After a while, Allen Ginsberg enjoyed doing just about everything else but cigarette smoking. And he had the politics to support this one eventual self-prohibition, best expressed in his song called "Don't Smoke (Put Down Your Cigarette Rag)." Here is a RealAudio version of the recording. It's a 9 billion dollar capitalist joke.
"Doctor," Ginsberg said to his very first psychiatrist in San Francisco, "I don't think you're going to find this very healthy and clear, but I really would like to stop working forever--never work again, never do anything like the kind of work I'm doing now--and do nothing but write poetry and have leisure to spend the day outdoors and go to museums and see friends. And I'd like to keep living with someone -- maybe even a man -- and explore relationships that way. And cultivate my perceptions, cultivate the visionary thing in me. Just a literary and quiet city-hermit existence."

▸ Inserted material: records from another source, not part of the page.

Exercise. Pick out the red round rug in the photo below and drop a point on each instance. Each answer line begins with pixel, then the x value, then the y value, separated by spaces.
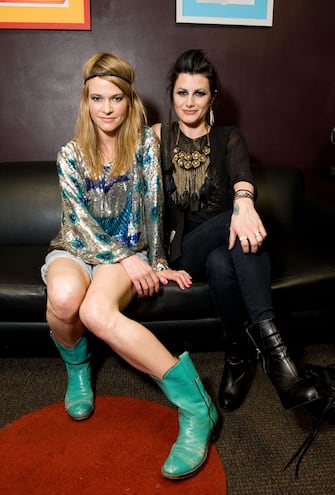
pixel 119 450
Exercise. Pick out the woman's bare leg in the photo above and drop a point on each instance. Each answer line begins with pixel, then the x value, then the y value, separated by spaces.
pixel 67 283
pixel 109 293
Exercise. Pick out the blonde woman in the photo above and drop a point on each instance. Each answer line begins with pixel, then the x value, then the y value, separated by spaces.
pixel 109 248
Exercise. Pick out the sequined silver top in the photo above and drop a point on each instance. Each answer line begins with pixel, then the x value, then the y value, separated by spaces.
pixel 106 220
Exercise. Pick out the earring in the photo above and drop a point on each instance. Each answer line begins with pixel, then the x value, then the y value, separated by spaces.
pixel 211 116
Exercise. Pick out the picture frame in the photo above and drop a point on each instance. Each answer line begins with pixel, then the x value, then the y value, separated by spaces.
pixel 230 12
pixel 45 14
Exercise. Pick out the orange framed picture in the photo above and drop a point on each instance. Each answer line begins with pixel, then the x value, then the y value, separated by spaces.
pixel 45 14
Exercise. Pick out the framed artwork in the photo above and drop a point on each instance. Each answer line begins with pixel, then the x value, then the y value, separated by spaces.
pixel 45 14
pixel 235 12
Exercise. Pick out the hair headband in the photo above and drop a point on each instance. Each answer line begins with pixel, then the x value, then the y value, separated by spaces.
pixel 101 74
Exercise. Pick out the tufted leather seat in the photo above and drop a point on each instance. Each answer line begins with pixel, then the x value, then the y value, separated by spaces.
pixel 303 262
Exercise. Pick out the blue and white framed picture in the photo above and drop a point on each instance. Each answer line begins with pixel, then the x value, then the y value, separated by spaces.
pixel 233 12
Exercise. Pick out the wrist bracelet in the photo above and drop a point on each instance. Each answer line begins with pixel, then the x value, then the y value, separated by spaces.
pixel 243 193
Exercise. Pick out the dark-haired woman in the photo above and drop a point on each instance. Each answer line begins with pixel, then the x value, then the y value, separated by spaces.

For me the most enjoyable aspect of understanding Ginsberg's writing is to deal straight on, feeling no need to reconcile them, with the two tendencies: stern (however hilarious otherwise) warnings against unethical or politically unconscious acts and ecstatic exploration of life-living resisting custom and normative behavior. In a sense this is the one biggest issue for experimental poetry from the dawn of modernism in the first 20th-century decade--the everyday politics of avant-gardism, how we can be liberated from ugly unbeautiful constraint while living with a new whole notion of communal and even personal rightness.